The attack of Iran has not only caused financial markets to decline, it has caused oil prices to spike by more than 80% as WTI Crude Oil rose from about $57 per barrel at the beginning of the year to about $105 per barrel at the end of the quarter. This increase is a result of Iran retaliating to U.S. aggressions by threatening to attack cargo ships traveling through the Strait of Hormuz. This has effectively shut down all traffic through this strategic waterway, cutting off the flow of most of the energy supplies coming out of the Persian Gulf. Strategists are hopeful the conflict will end soon, and oil prices will decline. But the longer the Strait of Hormuz is closed, the more damage there will be to the global economy.

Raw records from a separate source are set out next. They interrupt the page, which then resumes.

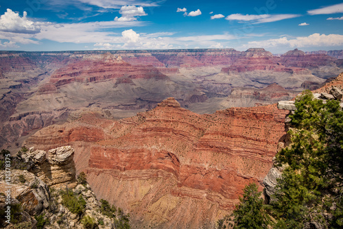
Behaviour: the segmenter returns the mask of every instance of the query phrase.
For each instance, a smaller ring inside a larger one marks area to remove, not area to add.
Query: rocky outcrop
[[[294,101],[279,101],[278,102],[278,108],[282,110],[296,110]]]
[[[47,185],[34,174],[25,170],[12,169],[10,187],[6,184],[5,171],[0,171],[0,193],[6,193],[10,189],[12,204],[21,204],[21,206],[30,215],[40,213],[49,206],[51,200]],[[8,192],[7,193],[9,193]],[[7,195],[0,195],[0,206],[5,209]]]
[[[49,162],[58,165],[60,169],[68,170],[68,165],[63,164],[72,158],[73,154],[73,149],[70,147],[49,150],[48,154],[50,156],[47,156],[43,150],[34,151],[31,148],[29,152],[22,152],[19,157],[11,158],[10,176],[5,173],[4,170],[0,171],[0,208],[2,210],[10,206],[13,215],[9,224],[5,222],[7,219],[3,217],[3,212],[0,212],[1,228],[36,228],[38,221],[40,220],[40,224],[42,224],[43,219],[45,225],[40,226],[44,226],[44,228],[81,229],[86,227],[84,223],[84,217],[91,217],[99,228],[116,228],[114,219],[102,212],[102,204],[97,200],[88,184],[82,182],[82,184],[78,184],[75,186],[77,184],[75,183],[74,189],[71,189],[73,185],[70,184],[57,186],[52,184],[48,186],[40,178],[23,167],[26,166],[29,170],[38,174],[46,174],[45,171],[40,169],[44,169],[42,166],[43,163]],[[21,169],[14,169],[15,167],[21,167]],[[34,169],[32,169],[34,167]],[[71,169],[75,171],[75,167]],[[56,172],[52,173],[52,177],[55,176],[54,173]],[[75,173],[73,175],[71,180],[75,180]],[[68,196],[64,196],[67,192],[69,193]],[[71,195],[75,197],[71,198]],[[82,206],[76,205],[77,200]],[[66,203],[69,203],[69,206],[67,206]],[[75,205],[73,206],[73,203]],[[75,210],[78,213],[75,213]],[[123,214],[122,212],[118,214],[117,222],[120,219],[120,215]]]
[[[25,168],[52,187],[75,187],[75,170],[73,160],[74,149],[71,146],[60,147],[45,152],[30,148],[21,157],[27,165]]]
[[[262,182],[287,112],[270,106],[200,115],[169,98],[118,121],[85,114],[26,144],[72,145],[98,198],[132,213],[138,228],[206,228],[233,209],[246,184]]]
[[[50,83],[60,86],[75,82],[86,83],[124,76],[130,79],[167,79],[152,66],[133,66],[121,58],[106,53],[97,58],[88,58],[58,69],[51,75]]]

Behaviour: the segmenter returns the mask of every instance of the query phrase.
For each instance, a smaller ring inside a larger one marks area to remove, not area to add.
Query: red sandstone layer
[[[84,114],[38,131],[27,145],[73,145],[98,198],[132,213],[139,228],[198,228],[213,225],[246,184],[262,180],[287,113],[269,106],[200,115],[169,98],[118,121]]]

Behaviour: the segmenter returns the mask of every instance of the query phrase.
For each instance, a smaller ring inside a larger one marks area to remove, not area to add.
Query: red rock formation
[[[56,86],[78,82],[91,82],[99,80],[126,77],[130,79],[167,80],[152,66],[132,66],[123,60],[117,60],[111,54],[104,54],[100,60],[84,60],[71,63],[54,72],[50,83]]]
[[[200,115],[169,98],[118,121],[84,114],[26,144],[71,145],[97,197],[131,213],[138,228],[209,227],[269,171],[287,113],[268,106]]]
[[[335,58],[326,54],[308,54],[295,49],[289,51],[280,57],[280,62],[286,67],[299,68],[313,68],[330,65],[335,60]]]
[[[341,90],[343,89],[343,73],[340,74],[340,75],[338,75],[334,80],[331,80],[330,82],[325,84],[320,88],[314,91],[314,93],[329,93],[330,92],[330,90],[331,90],[331,88],[334,86],[338,87],[338,88],[340,88]]]

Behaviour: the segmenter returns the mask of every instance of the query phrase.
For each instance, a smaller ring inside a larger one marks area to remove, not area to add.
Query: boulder
[[[1,177],[5,171],[0,171]],[[26,170],[11,170],[11,197],[12,203],[20,202],[29,214],[39,214],[49,206],[50,193],[47,185],[39,178]],[[8,190],[5,180],[0,181],[0,193]],[[4,197],[0,197],[0,204],[4,203]],[[0,204],[1,205],[1,204]]]
[[[341,100],[343,97],[343,92],[335,86],[332,88],[330,91],[330,94],[332,95],[337,100]]]
[[[322,93],[320,94],[320,98],[321,99],[328,99],[328,100],[333,100],[335,99],[335,97],[333,97],[333,95],[330,95],[329,93]]]
[[[289,110],[296,110],[296,107],[294,101],[279,101],[278,102],[278,108]]]
[[[270,201],[272,202],[271,196],[275,193],[275,186],[277,184],[276,180],[281,177],[281,173],[282,172],[279,168],[272,167],[263,179],[265,195]]]

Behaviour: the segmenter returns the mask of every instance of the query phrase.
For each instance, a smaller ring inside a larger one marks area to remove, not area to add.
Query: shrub
[[[246,186],[244,191],[239,204],[233,211],[234,228],[267,228],[270,218],[264,210],[263,200],[260,198],[261,192],[257,191],[257,185],[251,183]]]
[[[26,182],[24,175],[19,175],[19,181],[21,182],[21,183],[25,183]]]
[[[27,149],[25,145],[23,147],[21,147],[21,151],[22,152],[27,152],[27,151],[29,151],[29,149]]]
[[[89,215],[86,215],[83,217],[81,220],[81,223],[84,225],[84,228],[86,229],[99,228],[97,224],[95,222],[95,219]]]
[[[100,202],[102,203],[100,210],[102,215],[108,216],[110,218],[115,217],[115,213],[117,212],[115,206],[113,205],[111,207],[108,202],[104,199],[100,200]]]
[[[44,226],[49,223],[49,219],[44,219],[44,214],[34,216],[34,219],[36,219],[36,220],[37,221],[36,226],[38,229],[44,228]]]

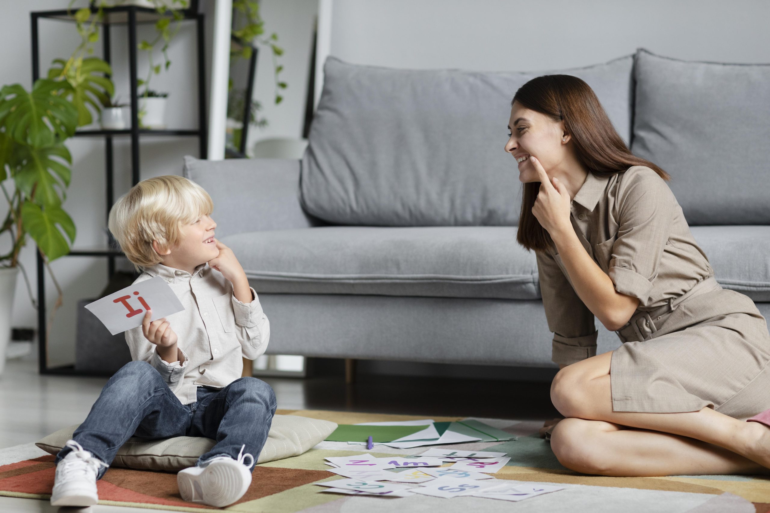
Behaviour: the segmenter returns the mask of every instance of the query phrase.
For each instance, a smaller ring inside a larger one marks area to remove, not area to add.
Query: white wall
[[[333,0],[331,54],[396,68],[545,71],[638,47],[770,62],[765,0]]]
[[[249,153],[254,143],[262,139],[302,136],[318,0],[262,0],[259,12],[266,34],[278,34],[278,45],[284,51],[279,58],[283,65],[279,76],[289,87],[281,93],[283,101],[276,105],[272,53],[270,48],[260,48],[253,98],[262,104],[259,117],[266,118],[268,125],[263,128],[249,127],[246,142]]]

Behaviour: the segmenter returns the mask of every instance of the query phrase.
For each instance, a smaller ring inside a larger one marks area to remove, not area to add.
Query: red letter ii
[[[133,317],[137,314],[141,314],[143,311],[142,309],[134,310],[133,307],[129,305],[129,299],[131,298],[130,295],[124,295],[122,298],[118,298],[117,299],[113,299],[113,303],[122,303],[123,306],[129,309],[129,313],[126,314],[126,317]],[[144,302],[144,301],[142,301]]]

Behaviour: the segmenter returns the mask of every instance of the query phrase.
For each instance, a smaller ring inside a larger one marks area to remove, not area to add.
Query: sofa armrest
[[[236,233],[310,228],[322,224],[300,204],[300,161],[185,157],[183,175],[214,202],[218,238]]]

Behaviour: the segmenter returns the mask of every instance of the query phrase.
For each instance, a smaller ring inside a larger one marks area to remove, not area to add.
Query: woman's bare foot
[[[543,427],[540,428],[537,433],[540,435],[540,438],[546,438],[546,433],[550,433],[554,429],[554,426],[559,423],[559,421],[564,420],[564,417],[557,417],[551,421],[546,421],[543,423]]]
[[[738,433],[742,456],[770,468],[770,428],[760,422],[745,422]]]

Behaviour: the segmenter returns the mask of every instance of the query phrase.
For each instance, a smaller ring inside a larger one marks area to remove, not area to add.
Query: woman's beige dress
[[[663,178],[646,166],[606,177],[589,173],[571,211],[575,232],[615,290],[639,299],[634,317],[656,313],[642,323],[641,337],[628,336],[628,328],[616,332],[624,343],[611,360],[613,411],[708,406],[745,420],[770,408],[767,322],[750,298],[711,283],[714,269]],[[595,355],[594,314],[561,257],[536,255],[553,361]],[[698,293],[678,301],[698,284]]]

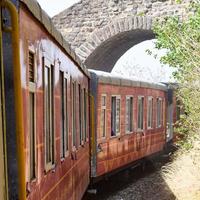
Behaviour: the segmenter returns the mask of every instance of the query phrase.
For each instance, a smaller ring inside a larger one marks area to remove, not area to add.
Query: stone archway
[[[76,53],[89,68],[110,72],[129,48],[154,38],[151,25],[151,17],[144,16],[114,21],[94,31]]]
[[[88,68],[111,71],[133,45],[154,38],[152,21],[186,15],[189,0],[80,0],[53,22]]]

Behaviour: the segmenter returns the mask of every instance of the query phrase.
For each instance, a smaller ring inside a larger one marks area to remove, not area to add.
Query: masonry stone
[[[154,37],[151,29],[156,18],[183,18],[188,3],[189,0],[181,4],[175,0],[81,0],[54,16],[53,22],[82,62],[99,67],[110,63],[113,67],[130,45]],[[97,62],[91,63],[91,59]]]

The global energy shock, along with the President’s tariffs imposed on our global trade partners have reignited concerns about inflation. Although the Supreme Court struck down much of President Trump’s “liberation day” tariffs, he has levied new tariffs under different temporary actions. As the chart below shows, the average tariff rate now stands at around 12%, down from the 30% peak a year ago, but still far higher than the pre “liberation day” level of about 4%, and the highest average rate since the 1940’s. As of the last reading in February, inflation was about 2.4%, this is expected to rise in the coming months as higher energy prices work their way through the economy. In the short‐term, inflation is expected to rise. In the longer‐term, strategists are hopeful inflation will drift back down to about 2%.

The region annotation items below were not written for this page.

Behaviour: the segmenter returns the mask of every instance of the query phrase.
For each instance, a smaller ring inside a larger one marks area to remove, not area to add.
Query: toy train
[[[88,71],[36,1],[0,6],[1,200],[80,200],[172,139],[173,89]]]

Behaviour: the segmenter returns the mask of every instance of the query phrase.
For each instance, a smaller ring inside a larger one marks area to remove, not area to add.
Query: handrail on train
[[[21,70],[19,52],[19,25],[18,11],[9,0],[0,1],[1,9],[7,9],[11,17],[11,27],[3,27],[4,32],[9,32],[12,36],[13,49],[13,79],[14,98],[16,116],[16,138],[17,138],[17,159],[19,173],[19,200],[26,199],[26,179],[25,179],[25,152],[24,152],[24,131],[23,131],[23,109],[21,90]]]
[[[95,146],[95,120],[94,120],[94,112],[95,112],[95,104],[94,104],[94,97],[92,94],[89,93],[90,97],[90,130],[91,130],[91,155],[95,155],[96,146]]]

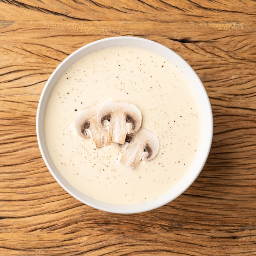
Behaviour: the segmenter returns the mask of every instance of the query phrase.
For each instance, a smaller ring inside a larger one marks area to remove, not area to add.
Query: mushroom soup
[[[98,146],[76,128],[76,118],[87,108],[115,101],[137,107],[141,130],[159,140],[155,158],[134,168],[119,162],[118,145]],[[151,201],[180,182],[196,153],[200,122],[192,87],[171,61],[118,47],[92,53],[63,74],[47,103],[45,129],[52,160],[69,183],[100,201],[131,205]]]

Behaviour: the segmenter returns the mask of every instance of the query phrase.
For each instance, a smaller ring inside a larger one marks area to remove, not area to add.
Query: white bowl
[[[102,48],[114,46],[132,46],[144,48],[164,56],[170,60],[187,77],[198,99],[201,117],[201,133],[196,159],[179,185],[156,199],[134,205],[116,205],[105,203],[85,195],[73,187],[60,173],[48,152],[45,137],[44,120],[47,102],[52,91],[63,73],[82,57]],[[43,89],[36,116],[36,133],[39,148],[49,171],[66,191],[81,202],[104,211],[120,213],[142,212],[156,209],[173,200],[183,193],[195,181],[202,170],[211,148],[213,130],[212,112],[209,97],[200,79],[191,67],[180,56],[168,48],[142,38],[120,36],[94,42],[78,49],[65,59],[54,71]]]

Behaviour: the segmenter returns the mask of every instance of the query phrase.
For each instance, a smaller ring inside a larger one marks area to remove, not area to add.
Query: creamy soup
[[[158,137],[155,158],[134,169],[118,162],[114,144],[96,148],[74,121],[81,110],[107,101],[135,105],[141,127]],[[66,180],[103,202],[148,202],[175,186],[196,154],[200,133],[198,102],[185,76],[171,62],[139,48],[106,48],[82,58],[63,74],[52,92],[45,116],[47,146]]]

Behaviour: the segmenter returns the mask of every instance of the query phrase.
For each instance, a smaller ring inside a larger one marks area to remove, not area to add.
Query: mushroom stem
[[[126,119],[123,112],[116,112],[112,115],[108,128],[110,142],[123,144],[127,133]]]
[[[128,102],[109,101],[100,105],[97,113],[98,124],[108,132],[110,142],[124,144],[126,135],[135,132],[141,124],[141,113]]]
[[[132,168],[141,159],[145,147],[145,143],[142,141],[134,142],[127,145],[120,160],[120,163]]]
[[[101,148],[110,145],[108,132],[99,128],[96,117],[90,120],[89,127],[90,137],[94,142],[96,148]]]

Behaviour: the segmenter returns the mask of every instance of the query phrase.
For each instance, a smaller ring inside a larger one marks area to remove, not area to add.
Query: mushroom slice
[[[154,158],[159,150],[157,137],[145,128],[127,135],[124,144],[116,145],[123,152],[119,162],[132,168],[141,160],[148,161]]]
[[[98,106],[88,107],[78,113],[75,119],[75,126],[78,134],[83,138],[91,137],[96,148],[110,145],[107,131],[98,125],[97,111]]]
[[[99,126],[108,131],[110,142],[124,144],[127,133],[135,132],[140,128],[142,116],[133,104],[106,101],[100,105],[97,120]]]

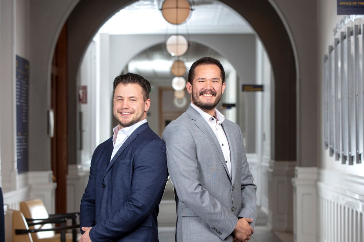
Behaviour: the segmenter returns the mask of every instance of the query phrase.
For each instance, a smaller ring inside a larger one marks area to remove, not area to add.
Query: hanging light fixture
[[[161,10],[167,22],[172,24],[180,24],[189,16],[191,4],[187,0],[165,0]]]
[[[171,55],[179,56],[186,54],[188,49],[188,42],[181,35],[173,35],[167,39],[166,48]]]
[[[184,90],[182,91],[174,91],[174,98],[175,98],[181,99],[185,97],[185,95],[186,95],[186,93],[185,92]]]
[[[174,106],[177,108],[181,108],[187,104],[187,99],[185,97],[179,99],[175,98],[173,100],[173,102],[174,103]]]
[[[176,60],[171,67],[171,73],[176,77],[182,77],[186,73],[186,66],[182,60]]]
[[[182,77],[175,77],[172,80],[172,87],[176,91],[182,91],[186,86],[186,80]]]

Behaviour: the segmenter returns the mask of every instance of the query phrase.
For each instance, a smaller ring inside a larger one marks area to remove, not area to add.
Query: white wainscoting
[[[68,165],[67,176],[67,212],[80,211],[81,199],[88,182],[89,171],[83,170],[80,165]]]
[[[260,209],[262,211],[268,214],[269,211],[268,202],[269,201],[268,186],[269,177],[269,162],[270,157],[269,156],[264,156],[262,161],[262,173],[261,186],[261,204]]]
[[[319,174],[316,241],[364,241],[364,177],[326,169]]]
[[[316,241],[317,226],[316,182],[317,167],[296,167],[293,189],[294,241]]]
[[[293,189],[295,161],[270,160],[267,171],[268,223],[274,231],[293,231]]]
[[[48,212],[55,211],[55,191],[57,185],[53,182],[51,171],[29,171],[17,176],[17,189],[4,191],[4,203],[9,208],[19,210],[20,202],[35,198],[41,199]]]
[[[261,204],[261,166],[260,161],[257,154],[246,154],[246,159],[249,164],[249,169],[254,178],[254,183],[257,185],[257,205]]]

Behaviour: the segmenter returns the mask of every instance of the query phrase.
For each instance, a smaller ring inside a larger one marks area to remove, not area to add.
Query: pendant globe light
[[[181,35],[173,35],[167,39],[166,48],[172,56],[179,56],[186,54],[188,49],[188,42]]]
[[[172,65],[171,73],[176,77],[182,77],[186,73],[186,66],[181,60],[176,60]]]
[[[175,77],[172,80],[172,87],[176,91],[182,91],[186,87],[186,80],[182,77]]]
[[[180,24],[189,16],[191,4],[187,0],[165,0],[161,10],[167,22],[172,24]]]
[[[174,97],[177,99],[183,98],[185,97],[185,95],[186,93],[185,92],[184,90],[182,90],[182,91],[174,91]]]

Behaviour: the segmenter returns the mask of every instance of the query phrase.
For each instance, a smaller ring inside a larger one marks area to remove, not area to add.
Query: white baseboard
[[[294,161],[271,160],[268,177],[268,226],[274,231],[293,231],[293,189]]]
[[[317,190],[316,241],[364,241],[364,177],[321,169]]]
[[[20,202],[29,199],[42,200],[49,213],[55,211],[55,191],[51,171],[29,171],[17,176],[17,189],[5,192],[4,203],[9,208],[19,210]]]

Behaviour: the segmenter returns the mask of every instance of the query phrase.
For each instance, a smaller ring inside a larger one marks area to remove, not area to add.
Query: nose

*Source: JPMorgan. This graph is not intended to recommend any investment or investment activity.
The bond market has also responded to the energy shock with interest rates climbing and bond prices dropping. The yield for the benchmark 10‐year U.S. Treasury has climbed to 4.4% after reaching a low of 4.0% for the year in February. At the beginning of the year, the Federal Reserve was expected to lower interest rates 2‐3 times this year. Now they are expected to hold off on making any rate cuts until after the conflict in Iran has stabilized.
A silver lining for diversified investors during the quarter was a notable change in the market’s leadership. For the past three years, the market has been dominated by a small handful of technology stocks dubbed the “magnificent 7.” For the first quarter of this year, the “mag 7” stocks fell an average of –11%. Meanwhile other, long‐neglected areas of the market, such as value and small‐cap stocks rose with the Russell 1000 Value Index returning 2.1% and the Russell 2000 Index returning 0.9%
Despite many sources of concern and volatility, the market has only suffered modest declines so far. The economy and investor sentiment has remained remarkably resilient in the face of uncertainty about trade policy, war with Iran, and a multitude of policy changes. The hope among investors is that the conflict with Iran will be short‐lived, and that once the situation has stabilized, the market and economy can continue on an upward path.